During the hearing, Pryor voiced concern that the CBP was not adequately screening job applicants. According to witness James Tomsheck, Assistant Commissioner in the Office of Internal Affairs at the CBP, less than 15 percent of applicants receive a polygraph test during the hiring process. Of those applicants who do receive a polygraph test, 60 percent are rendered unsuitable for hiring. Tomsheck also said that while CBP employees were required to undergo a background check every five years, the process was currently backlogged by 10,000 cases.
"A stringent hiring process and continuous background checks are absolutely necessary to prevent corruption, helping us weed out those who come in with bad intentions and to catch those who switch sides once hired. Going forward, we need to ensure that the CBP is utilizing all available tools to thwart the drug cartels' efforts."

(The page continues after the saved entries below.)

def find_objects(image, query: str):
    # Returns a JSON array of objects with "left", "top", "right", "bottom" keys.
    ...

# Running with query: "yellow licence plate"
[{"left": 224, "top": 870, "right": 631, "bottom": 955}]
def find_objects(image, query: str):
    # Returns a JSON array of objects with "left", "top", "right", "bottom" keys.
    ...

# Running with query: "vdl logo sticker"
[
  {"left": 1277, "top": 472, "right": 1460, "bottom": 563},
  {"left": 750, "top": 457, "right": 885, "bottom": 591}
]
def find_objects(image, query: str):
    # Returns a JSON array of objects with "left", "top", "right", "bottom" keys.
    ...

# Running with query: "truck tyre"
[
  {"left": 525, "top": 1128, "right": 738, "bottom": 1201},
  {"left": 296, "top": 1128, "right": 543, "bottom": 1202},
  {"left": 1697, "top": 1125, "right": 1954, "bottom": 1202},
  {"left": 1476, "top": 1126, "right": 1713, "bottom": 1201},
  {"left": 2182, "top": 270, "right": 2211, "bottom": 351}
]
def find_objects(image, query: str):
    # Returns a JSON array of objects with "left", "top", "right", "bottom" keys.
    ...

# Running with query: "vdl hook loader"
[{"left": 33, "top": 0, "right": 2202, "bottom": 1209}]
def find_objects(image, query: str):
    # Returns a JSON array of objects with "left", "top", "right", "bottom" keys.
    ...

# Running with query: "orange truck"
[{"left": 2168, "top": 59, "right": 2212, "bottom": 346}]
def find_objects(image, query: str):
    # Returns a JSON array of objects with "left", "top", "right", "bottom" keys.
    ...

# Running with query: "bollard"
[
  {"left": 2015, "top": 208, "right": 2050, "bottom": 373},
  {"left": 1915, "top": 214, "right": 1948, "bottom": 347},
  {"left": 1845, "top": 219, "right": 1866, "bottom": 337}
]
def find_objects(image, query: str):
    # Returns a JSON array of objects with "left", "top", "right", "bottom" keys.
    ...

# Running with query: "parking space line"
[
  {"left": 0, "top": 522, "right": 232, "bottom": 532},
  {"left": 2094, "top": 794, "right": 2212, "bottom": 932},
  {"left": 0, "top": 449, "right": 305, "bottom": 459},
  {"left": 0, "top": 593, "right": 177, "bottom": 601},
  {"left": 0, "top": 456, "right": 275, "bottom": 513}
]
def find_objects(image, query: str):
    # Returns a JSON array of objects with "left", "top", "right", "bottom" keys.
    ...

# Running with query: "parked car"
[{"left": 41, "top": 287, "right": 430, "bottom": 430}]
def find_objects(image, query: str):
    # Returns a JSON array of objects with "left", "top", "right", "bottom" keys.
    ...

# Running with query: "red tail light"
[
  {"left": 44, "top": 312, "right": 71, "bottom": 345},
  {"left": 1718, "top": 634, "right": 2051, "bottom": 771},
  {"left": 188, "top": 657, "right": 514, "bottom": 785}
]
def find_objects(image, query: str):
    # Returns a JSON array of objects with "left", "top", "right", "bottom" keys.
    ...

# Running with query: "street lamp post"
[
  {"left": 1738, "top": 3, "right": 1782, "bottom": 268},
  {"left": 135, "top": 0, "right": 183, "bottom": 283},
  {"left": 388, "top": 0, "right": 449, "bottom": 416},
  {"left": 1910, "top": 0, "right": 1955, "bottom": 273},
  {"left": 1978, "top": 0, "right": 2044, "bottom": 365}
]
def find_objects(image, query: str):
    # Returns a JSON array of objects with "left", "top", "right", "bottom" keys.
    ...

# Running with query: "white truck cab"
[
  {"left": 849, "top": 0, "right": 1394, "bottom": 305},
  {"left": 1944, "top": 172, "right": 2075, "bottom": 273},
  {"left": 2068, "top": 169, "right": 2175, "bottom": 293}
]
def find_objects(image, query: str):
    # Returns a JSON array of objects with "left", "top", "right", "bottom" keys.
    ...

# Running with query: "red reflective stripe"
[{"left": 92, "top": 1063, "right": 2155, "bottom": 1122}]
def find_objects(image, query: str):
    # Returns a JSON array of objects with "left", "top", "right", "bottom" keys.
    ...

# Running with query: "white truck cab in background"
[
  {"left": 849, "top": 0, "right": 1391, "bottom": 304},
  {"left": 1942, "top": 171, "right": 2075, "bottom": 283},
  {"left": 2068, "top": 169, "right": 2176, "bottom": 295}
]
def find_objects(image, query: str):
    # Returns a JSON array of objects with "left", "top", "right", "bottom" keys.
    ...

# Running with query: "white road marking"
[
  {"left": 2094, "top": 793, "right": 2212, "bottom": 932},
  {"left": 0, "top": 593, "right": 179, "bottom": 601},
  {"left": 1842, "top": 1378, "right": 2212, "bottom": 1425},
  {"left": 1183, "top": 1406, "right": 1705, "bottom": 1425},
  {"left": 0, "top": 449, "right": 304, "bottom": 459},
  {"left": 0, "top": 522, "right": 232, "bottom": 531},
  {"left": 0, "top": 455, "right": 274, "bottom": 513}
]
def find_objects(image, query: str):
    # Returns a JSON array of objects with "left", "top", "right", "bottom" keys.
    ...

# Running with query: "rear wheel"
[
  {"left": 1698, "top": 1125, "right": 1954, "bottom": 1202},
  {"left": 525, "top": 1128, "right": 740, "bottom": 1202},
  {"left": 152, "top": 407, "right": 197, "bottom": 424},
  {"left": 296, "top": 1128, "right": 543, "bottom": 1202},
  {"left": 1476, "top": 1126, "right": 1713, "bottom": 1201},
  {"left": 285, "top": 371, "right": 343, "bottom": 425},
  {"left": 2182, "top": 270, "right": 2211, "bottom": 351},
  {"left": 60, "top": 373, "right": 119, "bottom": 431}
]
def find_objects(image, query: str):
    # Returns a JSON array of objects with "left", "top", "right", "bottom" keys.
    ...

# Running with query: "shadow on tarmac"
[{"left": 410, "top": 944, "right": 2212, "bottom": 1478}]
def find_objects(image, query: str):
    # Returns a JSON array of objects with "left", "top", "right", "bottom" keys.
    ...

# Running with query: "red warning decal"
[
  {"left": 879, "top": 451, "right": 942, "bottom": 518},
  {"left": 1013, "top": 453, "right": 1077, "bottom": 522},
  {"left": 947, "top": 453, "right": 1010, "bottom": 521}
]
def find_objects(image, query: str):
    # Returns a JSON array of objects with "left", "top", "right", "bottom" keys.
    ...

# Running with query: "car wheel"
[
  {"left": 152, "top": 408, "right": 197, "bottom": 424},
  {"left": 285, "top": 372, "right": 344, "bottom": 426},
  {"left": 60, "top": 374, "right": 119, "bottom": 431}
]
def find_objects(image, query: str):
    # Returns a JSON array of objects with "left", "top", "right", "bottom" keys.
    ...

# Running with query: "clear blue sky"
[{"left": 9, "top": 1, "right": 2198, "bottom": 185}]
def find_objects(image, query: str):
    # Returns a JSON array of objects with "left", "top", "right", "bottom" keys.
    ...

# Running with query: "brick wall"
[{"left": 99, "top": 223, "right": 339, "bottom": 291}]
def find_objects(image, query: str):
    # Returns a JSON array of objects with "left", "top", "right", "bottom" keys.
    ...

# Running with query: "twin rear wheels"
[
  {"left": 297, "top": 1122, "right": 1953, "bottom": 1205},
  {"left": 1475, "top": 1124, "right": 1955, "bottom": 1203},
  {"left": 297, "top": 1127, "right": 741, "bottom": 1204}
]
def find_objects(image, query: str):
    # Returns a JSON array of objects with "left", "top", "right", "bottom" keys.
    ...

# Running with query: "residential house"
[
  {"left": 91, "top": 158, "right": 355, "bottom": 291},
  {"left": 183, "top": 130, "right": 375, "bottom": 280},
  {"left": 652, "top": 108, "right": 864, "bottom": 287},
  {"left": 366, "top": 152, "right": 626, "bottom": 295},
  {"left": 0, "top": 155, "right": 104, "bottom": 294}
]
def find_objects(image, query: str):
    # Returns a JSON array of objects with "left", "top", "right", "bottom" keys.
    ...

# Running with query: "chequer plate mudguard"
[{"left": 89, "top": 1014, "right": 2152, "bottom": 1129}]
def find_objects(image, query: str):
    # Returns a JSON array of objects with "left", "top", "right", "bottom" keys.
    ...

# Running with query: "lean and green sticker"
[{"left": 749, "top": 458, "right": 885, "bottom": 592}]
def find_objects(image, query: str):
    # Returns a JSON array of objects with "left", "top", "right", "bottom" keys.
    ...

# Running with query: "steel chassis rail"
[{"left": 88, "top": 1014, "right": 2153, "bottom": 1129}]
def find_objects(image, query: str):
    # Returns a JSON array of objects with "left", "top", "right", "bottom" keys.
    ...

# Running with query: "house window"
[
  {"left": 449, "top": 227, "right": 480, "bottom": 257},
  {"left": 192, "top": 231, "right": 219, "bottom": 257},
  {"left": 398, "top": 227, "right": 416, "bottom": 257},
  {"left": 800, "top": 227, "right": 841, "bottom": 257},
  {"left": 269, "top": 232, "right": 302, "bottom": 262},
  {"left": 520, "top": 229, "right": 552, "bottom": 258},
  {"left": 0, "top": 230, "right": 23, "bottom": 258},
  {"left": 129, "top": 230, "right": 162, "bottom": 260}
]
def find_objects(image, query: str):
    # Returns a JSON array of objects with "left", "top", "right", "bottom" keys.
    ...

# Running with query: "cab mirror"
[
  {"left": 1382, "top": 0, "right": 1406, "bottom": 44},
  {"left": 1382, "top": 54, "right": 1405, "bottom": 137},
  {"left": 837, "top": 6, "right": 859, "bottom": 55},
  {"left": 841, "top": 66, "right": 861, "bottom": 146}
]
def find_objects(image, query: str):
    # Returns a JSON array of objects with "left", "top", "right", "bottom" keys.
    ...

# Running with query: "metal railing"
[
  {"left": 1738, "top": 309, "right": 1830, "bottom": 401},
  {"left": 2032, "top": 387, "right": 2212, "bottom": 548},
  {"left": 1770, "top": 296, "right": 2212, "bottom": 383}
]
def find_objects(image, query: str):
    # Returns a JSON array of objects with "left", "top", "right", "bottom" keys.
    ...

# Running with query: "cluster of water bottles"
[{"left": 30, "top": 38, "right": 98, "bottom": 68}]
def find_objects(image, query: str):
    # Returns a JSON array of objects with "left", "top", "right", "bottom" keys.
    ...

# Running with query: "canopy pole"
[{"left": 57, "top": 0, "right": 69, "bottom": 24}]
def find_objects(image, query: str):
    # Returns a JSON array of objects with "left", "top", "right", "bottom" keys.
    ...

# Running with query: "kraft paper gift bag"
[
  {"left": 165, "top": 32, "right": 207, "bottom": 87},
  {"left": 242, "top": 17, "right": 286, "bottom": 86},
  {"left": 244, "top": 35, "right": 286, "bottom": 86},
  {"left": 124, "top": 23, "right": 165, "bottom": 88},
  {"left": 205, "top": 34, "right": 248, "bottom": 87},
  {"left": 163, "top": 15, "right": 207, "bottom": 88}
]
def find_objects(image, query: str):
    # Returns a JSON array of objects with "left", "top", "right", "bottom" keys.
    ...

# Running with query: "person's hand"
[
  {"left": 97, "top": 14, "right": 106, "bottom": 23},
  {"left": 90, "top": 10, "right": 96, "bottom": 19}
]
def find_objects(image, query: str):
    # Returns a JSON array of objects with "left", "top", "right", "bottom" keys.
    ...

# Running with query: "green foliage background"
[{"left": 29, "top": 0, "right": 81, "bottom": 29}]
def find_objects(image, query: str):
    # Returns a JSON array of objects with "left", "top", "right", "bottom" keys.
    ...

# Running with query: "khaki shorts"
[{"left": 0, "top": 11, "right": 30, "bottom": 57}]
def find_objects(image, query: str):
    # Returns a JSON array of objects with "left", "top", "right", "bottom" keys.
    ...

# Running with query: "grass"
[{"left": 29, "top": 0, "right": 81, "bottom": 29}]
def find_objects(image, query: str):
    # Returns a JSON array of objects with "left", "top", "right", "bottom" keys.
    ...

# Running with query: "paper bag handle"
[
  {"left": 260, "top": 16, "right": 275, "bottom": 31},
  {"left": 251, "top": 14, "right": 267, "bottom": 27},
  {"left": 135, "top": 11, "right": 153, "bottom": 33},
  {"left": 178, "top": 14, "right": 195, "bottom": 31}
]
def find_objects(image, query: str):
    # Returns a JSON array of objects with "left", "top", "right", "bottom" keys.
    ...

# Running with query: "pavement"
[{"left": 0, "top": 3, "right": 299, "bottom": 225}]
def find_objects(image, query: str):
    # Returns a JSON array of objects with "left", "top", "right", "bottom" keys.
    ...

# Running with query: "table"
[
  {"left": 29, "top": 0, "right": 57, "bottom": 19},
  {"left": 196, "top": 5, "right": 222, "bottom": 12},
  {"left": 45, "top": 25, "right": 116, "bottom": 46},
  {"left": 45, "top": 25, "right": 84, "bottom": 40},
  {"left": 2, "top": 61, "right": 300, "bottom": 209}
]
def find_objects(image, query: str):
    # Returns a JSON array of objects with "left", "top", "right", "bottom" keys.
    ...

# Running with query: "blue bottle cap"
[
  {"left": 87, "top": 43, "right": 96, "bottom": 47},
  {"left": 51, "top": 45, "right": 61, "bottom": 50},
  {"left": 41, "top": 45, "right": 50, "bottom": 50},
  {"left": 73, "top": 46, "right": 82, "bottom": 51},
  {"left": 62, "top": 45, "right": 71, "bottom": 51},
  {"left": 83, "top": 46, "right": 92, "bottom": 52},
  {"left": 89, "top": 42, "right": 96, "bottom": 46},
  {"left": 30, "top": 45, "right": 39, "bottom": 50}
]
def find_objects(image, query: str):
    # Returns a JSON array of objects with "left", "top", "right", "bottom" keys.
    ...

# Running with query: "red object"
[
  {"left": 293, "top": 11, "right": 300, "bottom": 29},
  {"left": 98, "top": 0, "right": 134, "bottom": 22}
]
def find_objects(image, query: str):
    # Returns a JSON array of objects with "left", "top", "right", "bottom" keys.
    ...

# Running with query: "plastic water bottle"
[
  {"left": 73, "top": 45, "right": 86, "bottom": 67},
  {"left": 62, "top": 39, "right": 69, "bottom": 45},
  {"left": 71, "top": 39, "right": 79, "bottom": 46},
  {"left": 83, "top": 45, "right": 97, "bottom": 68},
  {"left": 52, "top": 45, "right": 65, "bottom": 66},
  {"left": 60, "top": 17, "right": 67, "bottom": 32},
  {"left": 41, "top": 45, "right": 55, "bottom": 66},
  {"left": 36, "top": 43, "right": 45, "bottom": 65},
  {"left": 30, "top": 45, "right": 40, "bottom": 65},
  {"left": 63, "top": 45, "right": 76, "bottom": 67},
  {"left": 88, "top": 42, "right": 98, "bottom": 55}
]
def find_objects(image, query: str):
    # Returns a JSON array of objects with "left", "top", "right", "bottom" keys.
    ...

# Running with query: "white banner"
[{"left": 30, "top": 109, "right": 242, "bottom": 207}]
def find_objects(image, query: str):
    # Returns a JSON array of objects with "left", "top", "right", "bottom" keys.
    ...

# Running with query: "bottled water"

During the hearing, several examples of U.S. law enforcement corruption by drug cartels were cited by witnesses. They include:
* One individual who gained employment as a border inspector for the specific purpose of trafficking in drugs. After importing more than 1000 kilograms of marijuana into the U.S. and receiving more than $5 million in bribe payments, this former public official pled guilty to one count of conspiracy.
* Two U.S. Customs and Border Protection Officers in Brownsville, TX who were assisting an illegal immigrant and narcotic smuggling organization. One of the officers was found with $85,250 in his residence.
* A Supervisory TSO who participated in the smuggling of narcotics through a checkpoint at a U.S. international airport. The Supervisory TSO was working with a conspirator who was the main organizer of an international smuggling operation.